ML Security PapersOn Evaluating the Poisoning Robustness of Federated Learning under Local Differential Privacy
Zijian Wang , Wei Tong , Tingxuan Han , Haoyu Chen , Tianling Zhang , Yunlong Mao , Sheng Zhong
Published on arXiv
2509.05265
Data Poisoning Attack
OWASP ML Top 10 — ML02
Key Finding
Adaptive attacks significantly degrade global model performance across all three LDPFL protocols, successfully evading robust aggregation defenses including Multi-Krum and trimmed mean.
LDPFL-Attack
Novel technique introduced
Federated learning (FL) combined with local differential privacy (LDP) enables privacy-preserving model training across decentralized data sources. However, the decentralized data-management paradigm leaves LDPFL vulnerable to participants with malicious intent. The robustness of LDPFL protocols, particularly against model poisoning attacks (MPA), where adversaries inject malicious updates to disrupt global model convergence, remains insufficiently studied. In this paper, we propose a novel and extensible model poisoning attack framework tailored for LDPFL settings. Our approach is driven by the objective of maximizing the global training loss while adhering to local privacy constraints. To counter robust aggregation mechanisms such as Multi-Krum and trimmed mean, we develop adaptive attacks that embed carefully crafted constraints into a reverse training process, enabling evasion of these defenses. We evaluate our framework across three representative LDPFL protocols, three benchmark datasets, and two types of deep neural networks. Additionally, we investigate the influence of data heterogeneity and privacy budgets on attack effectiveness.
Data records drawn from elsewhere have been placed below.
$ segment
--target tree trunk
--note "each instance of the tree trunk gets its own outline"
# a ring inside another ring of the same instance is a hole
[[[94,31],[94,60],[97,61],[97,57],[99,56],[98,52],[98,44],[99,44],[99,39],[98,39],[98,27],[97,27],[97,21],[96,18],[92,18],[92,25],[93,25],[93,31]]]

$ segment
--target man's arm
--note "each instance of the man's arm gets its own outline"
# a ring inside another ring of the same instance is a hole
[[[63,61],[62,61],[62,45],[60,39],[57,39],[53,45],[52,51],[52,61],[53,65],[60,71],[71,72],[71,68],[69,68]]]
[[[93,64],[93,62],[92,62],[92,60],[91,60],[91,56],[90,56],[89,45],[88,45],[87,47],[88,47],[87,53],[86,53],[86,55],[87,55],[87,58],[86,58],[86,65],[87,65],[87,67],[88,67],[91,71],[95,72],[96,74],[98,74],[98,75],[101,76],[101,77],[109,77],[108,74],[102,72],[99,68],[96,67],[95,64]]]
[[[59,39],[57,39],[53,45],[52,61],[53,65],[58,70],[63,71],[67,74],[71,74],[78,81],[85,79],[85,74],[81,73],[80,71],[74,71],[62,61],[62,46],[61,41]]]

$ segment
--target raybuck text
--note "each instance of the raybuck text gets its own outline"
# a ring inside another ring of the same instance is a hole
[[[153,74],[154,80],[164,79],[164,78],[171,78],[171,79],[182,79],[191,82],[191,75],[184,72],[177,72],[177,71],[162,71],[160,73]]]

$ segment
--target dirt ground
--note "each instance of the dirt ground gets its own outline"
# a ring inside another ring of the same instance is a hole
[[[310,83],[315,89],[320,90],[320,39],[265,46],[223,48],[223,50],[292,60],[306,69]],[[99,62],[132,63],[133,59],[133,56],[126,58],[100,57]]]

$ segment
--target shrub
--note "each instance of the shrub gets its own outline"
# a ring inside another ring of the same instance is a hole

Experimental results demonstrate that our adaptive attacks can significantly degrade the performance of the global model, revealing critical vulnerabilities and highlighting the need for more robust LDPFL defense strategies against MPA. Our code is available at https://github.com/ZiJW/LDPFL-Attack
Key Contributions
- Novel extensible model poisoning attack framework for LDPFL that maximizes global training loss while satisfying local differential privacy constraints
- Adaptive attack variants that embed evasion constraints into a reverse training process to bypass Multi-Krum and trimmed mean robust aggregation defenses
- Systematic evaluation across 3 LDPFL protocols, 3 datasets, and 2 neural network architectures, with analysis of data heterogeneity and privacy budget effects on attack effectiveness
🛡️ Threat Analysis
The paper's primary contribution is a Byzantine model poisoning attack framework where malicious FL participants inject crafted model updates to maximize global training loss and degrade convergence — the canonical ML02 threat (untargeted, performance-degrading Byzantine attacks in federated learning). Adaptive variants specifically bypass robust aggregation defenses like Multi-Krum and trimmed mean.